Dalam era post-truth atau pasca kebenaran kapitalisasi media berkedok hoax, membawa kita harus selektif dan bijaksana. Menyikapi hoax yang menyesatkan, bahkan menjadikan indikasi-indikasi kepentingan paham maupun politik kepentingan yang berdampak pada informasi yang tidak relevan lagi.
Mahasiswa sebagai kaum intelektual sudah seharusnya sebagai pionir gerakan yang mampu menyangkal fenomena-fenomena hoax yang dapat menjerumuskan masyarakat. Peranan mahasiswa juga sangat dibutuhkan untuk memberikan pencerahan. Karena gerakan mahasiswa merupakan gerakan intelektual, bukan gerakan tanpa pemikiran.

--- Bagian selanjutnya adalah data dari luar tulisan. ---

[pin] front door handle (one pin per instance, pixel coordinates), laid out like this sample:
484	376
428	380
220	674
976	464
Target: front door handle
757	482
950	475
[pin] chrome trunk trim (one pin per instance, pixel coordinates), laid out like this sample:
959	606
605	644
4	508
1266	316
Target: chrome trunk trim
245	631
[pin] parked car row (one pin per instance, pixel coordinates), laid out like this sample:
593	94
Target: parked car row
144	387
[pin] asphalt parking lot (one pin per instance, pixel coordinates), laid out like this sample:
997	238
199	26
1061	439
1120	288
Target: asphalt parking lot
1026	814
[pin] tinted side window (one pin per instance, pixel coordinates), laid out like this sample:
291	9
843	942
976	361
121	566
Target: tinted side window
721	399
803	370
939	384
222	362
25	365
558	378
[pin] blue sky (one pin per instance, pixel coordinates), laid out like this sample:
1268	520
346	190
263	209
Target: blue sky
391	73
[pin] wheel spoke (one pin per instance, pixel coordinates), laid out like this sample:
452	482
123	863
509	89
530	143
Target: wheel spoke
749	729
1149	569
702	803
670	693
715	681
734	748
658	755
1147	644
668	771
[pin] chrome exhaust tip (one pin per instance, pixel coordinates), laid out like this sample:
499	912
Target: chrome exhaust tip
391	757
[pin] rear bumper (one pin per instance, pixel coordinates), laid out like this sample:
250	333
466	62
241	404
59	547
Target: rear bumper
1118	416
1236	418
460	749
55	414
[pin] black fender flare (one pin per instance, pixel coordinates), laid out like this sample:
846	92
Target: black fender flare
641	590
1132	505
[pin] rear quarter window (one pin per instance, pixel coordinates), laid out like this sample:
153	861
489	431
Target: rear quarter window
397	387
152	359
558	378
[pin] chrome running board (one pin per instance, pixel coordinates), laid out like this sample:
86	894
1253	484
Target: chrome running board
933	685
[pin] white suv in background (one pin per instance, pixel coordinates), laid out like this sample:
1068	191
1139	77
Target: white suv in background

Teknologi dalam perkembangan arus produksi, konsumsi, dan distribusi informasi, memegang peranan penting. Urgensi peranan teknologi dalam proses massifikasi informasi terjadi ketika hasil teknologi membantu mengubah pola komunikasi yang dibatasi oleh ruang dan waktu; menjadi pola komunikasi informasi tanpa batas alias menyeluruh.
Dengan demikian, pada dasarnya teknologi bersifat baik. Sehingga tidak mengherankan apabila terjadi perubahan dari media tradisional menjadi media massa inovatif. Media harus dimanfaatkan secara baik, bahkan perlu adanya edukasi menjadikan media mempererat persatuan dan kesatuan. Bukan memperkeruh kondisi bangsa melalui penyebaran informasi yang memecah persatuan.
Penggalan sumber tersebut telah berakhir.